Ensuring the gas delivery system is free of contaminates and leaks is accomplished at installation or any time during routine maintenance where a problem may be detected.
“Two systems have to be checked, the positive pressure (supply lines) and negative pressure (vacuum chamber),” Hejlik notes. “This is done by pulling the vacuum to a very low value and checking how much it leaks back up in a certain time frame. While this is done, the positive pressure is shut off and the tank pressure is monitored. To ensure proper pressure, a calibrated vacuum gauge that is at least 10 times more accurate than the pressure transducer that system being tested is using, is set at a T into the system and compared to the indicated pressure.”
As for chiller performance in CO2 laser cutting machines, “they are designed with a specific heat load, pressure and flow rates and perform quite well and with very few problems,” Hejlik says. “This is true as long as the filters are regularly cleaned, the inline filters are replaced at the correct maintenance interval and the correct fluid concentration is controlled. If the correct mixture is maintained, yearly flushing of the system typically can be skipped and only flushed when problems arise.”
Other more complex chiller systems require more frequent change of the water and filters. The task also includes adding chemicals to the chiller circuit each time.
One of the most obvious yet overlooked areas of laser machine maintenance is keeping the equipment clean. Processing areas, support slats, scrap drawers and pallet ways are all areas where buildup of debris, dust and grease can affect the machine’s performance. “Cleaning is typically performed only when maintenance is performed,” Hejlik says. “We strongly suggest cleaning the machine any time it is idle.”

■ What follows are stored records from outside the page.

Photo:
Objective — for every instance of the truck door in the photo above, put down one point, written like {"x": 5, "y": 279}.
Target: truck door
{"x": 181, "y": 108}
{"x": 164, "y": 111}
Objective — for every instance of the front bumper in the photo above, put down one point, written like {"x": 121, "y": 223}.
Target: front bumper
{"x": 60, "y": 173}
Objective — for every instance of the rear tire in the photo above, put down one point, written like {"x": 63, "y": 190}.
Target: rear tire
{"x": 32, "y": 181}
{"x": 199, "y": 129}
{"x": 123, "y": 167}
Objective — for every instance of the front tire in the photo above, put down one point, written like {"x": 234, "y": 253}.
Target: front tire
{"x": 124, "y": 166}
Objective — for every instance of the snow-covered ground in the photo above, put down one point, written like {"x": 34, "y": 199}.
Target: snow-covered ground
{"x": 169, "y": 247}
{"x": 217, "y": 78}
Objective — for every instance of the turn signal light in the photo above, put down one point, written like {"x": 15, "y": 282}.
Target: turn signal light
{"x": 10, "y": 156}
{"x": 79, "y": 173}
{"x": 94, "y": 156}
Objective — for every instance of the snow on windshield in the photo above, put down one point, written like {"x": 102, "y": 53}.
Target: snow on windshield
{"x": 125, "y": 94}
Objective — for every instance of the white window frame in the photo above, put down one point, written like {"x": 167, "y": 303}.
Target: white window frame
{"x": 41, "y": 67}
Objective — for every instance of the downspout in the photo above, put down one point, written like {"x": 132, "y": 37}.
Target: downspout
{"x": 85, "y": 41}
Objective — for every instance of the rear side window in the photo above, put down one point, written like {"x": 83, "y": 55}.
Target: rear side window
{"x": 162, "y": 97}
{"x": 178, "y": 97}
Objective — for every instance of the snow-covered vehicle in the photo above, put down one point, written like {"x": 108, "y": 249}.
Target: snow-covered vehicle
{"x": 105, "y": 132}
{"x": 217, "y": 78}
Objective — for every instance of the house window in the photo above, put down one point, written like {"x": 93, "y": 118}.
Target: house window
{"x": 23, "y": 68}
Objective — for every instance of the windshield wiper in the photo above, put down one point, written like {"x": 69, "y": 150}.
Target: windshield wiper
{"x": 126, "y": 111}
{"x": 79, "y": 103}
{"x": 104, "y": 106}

Overall, the maintenance team needs to ensure the production environment is suitable for laser cutting. If the laser machine is located in an area with high concentrations of moisture, oil or dirt, maintenance may have to be performed more frequently to keep the laser performing efficiently.
Each individual fabrication shop must find the best solution to properly manage maintenance on their machine. But they will quickly learn that performing regular maintenance results in a more consistent, reliable and cost-effective operation. In the long run, proper maintenance also extends the life of the laser cutting machine – perhaps the greatest benefit of machine upkeep.